Satisfaction des parties
Le ministre Besson a souligné l’importance de ce fonds pour la mise en place de projets de développement structurants en Afrique. Il a également tenu à reconnaître les efforts fournis par la BAD en indiquant précisément que « pour la France, la BAD par son identité, sa légitimité sur le continent, sa situation financière robuste, son leadership et son volontarisme réformateur est le bailleur de référence du continent africain ». « Je suis heureux que l’accord que nous avons signé soit une nouvelle marque du soutien durable que la France entend apporter à la BAD », a-t-il ajouté. De son coté le président de la Banque africaine de développement, soulignant l’engagement et la contribution de la France à la création de ce fonds, a longuement insisté sur la nécessité « d’exploiter les synergies et d’accroitre l’efficacité » des interventions de la BAD et ses partenaires « dans l’intérêt premier des pays et des populations bénéficiaires. » La BAD, a-t-il souligné, est « engagée à apporter son appui et à accompagner les efforts des diasporas africaines à contribuer au développement de leur pays d’origine. »
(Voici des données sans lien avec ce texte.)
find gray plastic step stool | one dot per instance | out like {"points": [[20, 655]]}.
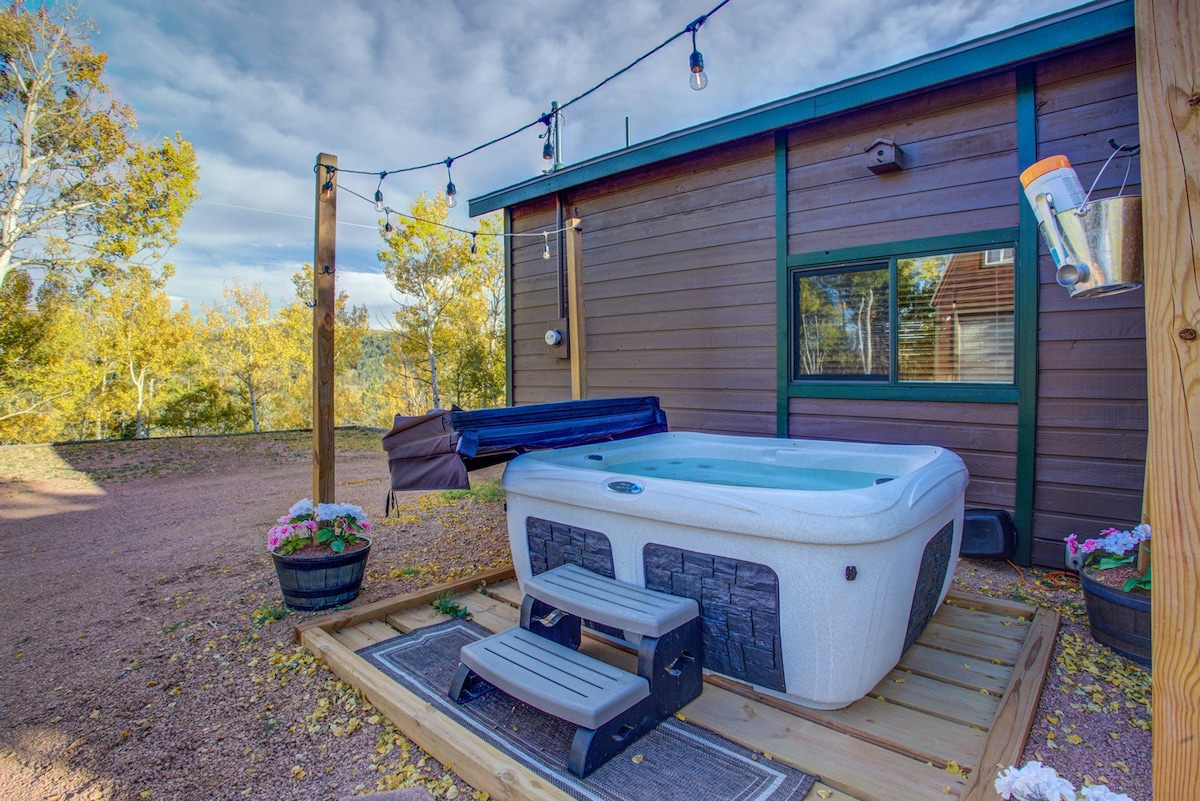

Les critères d’allocation en étude
Sur le fonctionnement de ce nouveau fonds, le président Kaberuka a indiqué qu’il « n’est pas un fonds de plus, mais un véritable instrument de développement économique » pour l’Afrique. Le fonds devrait être présenté dans les prochains jours, par la BAD et la France, à plusieurs autres donateurs susceptibles d’intégrer l’initiative. D’autres partenaires bilatéraux et multilatéraux ont déjà exprimé leur intérêt à joindre leurs efforts et à appuyer l’initiative « Migration et développement » à travers ce fonds. Un comité de supervision du fonds a été crée. L’une de ses premières missions sera de se pencher sur trois questions : les critères d’accès aux ressources, les actions prioritaires à exécuter et les possibles partenariats à promouvoir.
Afin d’assurer la mise en uvre efficace de cette initiative, la BAD envisage d’intégrer le rôle potentiel des migrants et des diasporas dans ses programmes opérationnels et les projets d’appui novateurs initiés par les diasporas.